Chroniques

par david verdier

Pollini Perspectives 2
Stockhausen et Beethoven

Lucerne Festival / Kultur und Kongresszentrum, Lucerne
- 4 septembre 2011

Le projet des Pollini Perspectives consiste, rappelons-le, à rapprocher dans un programme unique des partitions venues de plusieurs horizons et plusieurs époques différentes. C'est dans cette confrontation, et dans un contraste qui confine parfois à la conflagration, qu'émergent des lignes de force jusqu'alors inédites. Ce rapprochement efface les limites traditionnelles entre musiques dites « classiques » et « contemporaines » en ne donnant de logique qu'au seul lien esthétique qui les rend toutes deux nécessaires.

Pour le second volet de cette entreprise [lire notre chronique du 17 août 2011, pour ce qui concerne les Perspectives 1], Maurizio Pollini convoque auprès de la figure tutélaire de Beethoven la radicalité sans concession des Klavierstücke de Karlheinz Stockhausen. Comme souvent avec cet interprète, on accepte de monter dans un navire à destination inconnue, avec pour seule certitude que le capitaine connait le moindre écueil et nous mènera à bon port. C'est sans doute cette dimension éclairante (mais jamais pédagogique au mauvais sens du terme) qui fait de cette interprétation un modèle de justesse et de sensibilité. Libre à l'auditeur de chercher des correspondances entre les deux parties du programme ou de laisser libre cours à son imagination, saisissant au passage tel ou tel détail dans la structure musicale et se surprenant à écouter ce sérialisme absolu avec les éléments de perception qui siéent d'ordinaire à des œuvres classiques.

Outre l'exploration des possibilités techniques de l'instrument, le Klavierstuck VII poursuit l'investissement de Stockhausen pour révolutionner de l'intérieur la forme sonate classique. La suspension à nu de cette note répétée produit l'effet immédiat et dérangeant d'une perturbation progressive de l'écoute ; comme si le blanc de la page avait progressivement envahi le reste de la partition et laissé surnager ce balancement irrégulier, en quelque sorte. Dans le Klavierstuck IX, Maurizio Pollini déploie un réseau de notes diffractées. La subtilité de l'accentuation de la pédale permet à l'instrument de multiplier en les réverbérant les accords en un jeu de miroir infini. Ici comme jamais, l’interprète trace sa route comme dans le plus familier des nocturnes de Chopin. Le jeu est ultra-contrôlé, clair, précis, concis et très subtil à la fois. La palette dynamique fort large repose sur une objectivité nécessaire, mais sans jamais paraître distante.

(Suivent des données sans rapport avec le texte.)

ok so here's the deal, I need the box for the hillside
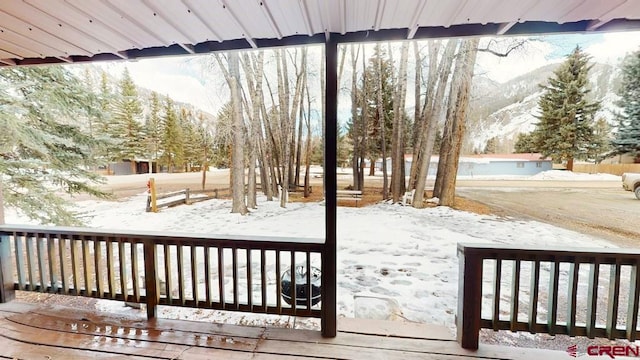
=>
[466,61,622,153]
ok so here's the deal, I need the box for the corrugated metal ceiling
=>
[0,0,639,66]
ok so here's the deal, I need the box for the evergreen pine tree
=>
[0,66,108,225]
[532,46,600,170]
[611,50,640,160]
[112,68,145,173]
[145,91,163,166]
[160,97,184,172]
[514,132,538,153]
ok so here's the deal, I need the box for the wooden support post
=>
[321,37,338,338]
[457,246,483,350]
[0,233,15,303]
[149,178,158,213]
[143,240,158,319]
[185,188,191,205]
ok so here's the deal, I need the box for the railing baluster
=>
[261,250,267,312]
[492,258,502,330]
[177,245,185,305]
[548,260,560,335]
[204,246,211,306]
[94,238,104,298]
[607,260,622,339]
[191,245,198,305]
[118,240,127,300]
[164,244,173,303]
[627,259,640,341]
[586,260,600,338]
[510,259,521,331]
[106,238,116,299]
[25,234,36,291]
[82,236,93,295]
[131,240,140,303]
[47,234,58,294]
[36,234,46,292]
[232,247,238,309]
[276,250,281,313]
[70,237,81,294]
[528,260,540,333]
[14,233,25,290]
[247,249,252,310]
[58,234,68,294]
[291,251,296,314]
[567,260,580,336]
[218,246,225,308]
[306,251,311,310]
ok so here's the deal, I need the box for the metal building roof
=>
[1,0,639,66]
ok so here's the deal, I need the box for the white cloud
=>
[585,30,640,64]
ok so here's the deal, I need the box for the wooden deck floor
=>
[0,302,569,359]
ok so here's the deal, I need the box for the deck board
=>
[0,302,571,359]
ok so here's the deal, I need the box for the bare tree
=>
[390,42,410,202]
[228,52,248,214]
[435,38,480,206]
[376,44,389,200]
[412,40,458,208]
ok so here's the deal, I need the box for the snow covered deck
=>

La seconde partie maintient le débat dans une hauteur de point de vue que peu de pianiste peuvent atteindre. Le cantabile de l'introduction de la Sonate en fa # majeur Op.78 n°24 « à Thérèse » est à l'image de sa vision de Beethoven : un modèle de cohérence et de concision qui ne sacrifie jamais à l'affèterie ou la facilité. Le contraste rigoureux des timbres dégage les lignes mélodiques de l'ornière du superflu et de la pose romantique. Le poids du phrasé est l'évidence même, d'une rigueur à la limite de l'ascèse et jamais démonstratif. Ces quatre moments beethovéniens sont placés sous le signe de l'introspection de la forme sonate. Situés dans la perspective mnésique des Klavierstücke, ils forment les deux faces d'un tout indissociable. Pollini tire de son instrument tout ce qu'il est techniquement possible d'en extraire, sans rendre palpable les variations agogiques sans lesquelles le jeu deviendrait ennuyeusement gris à vouloir se contenter d'exprimer les seuls signes imprimés. Malgré plusieurs rappels, le public n'aura pas droit au moindre bis – étrange habitude lucernoise quand on pense à la série infinie que l’artiste italien a coutume d'offrir dans d'autres lieux. Le public parisien pourra découvrir ces Pollini Perspectives 1 et 2, en octobre et en février prochain ; seul changement – de taille ! – : l'unique Klavierstück X en lieu et place des VII et IX donnés ici.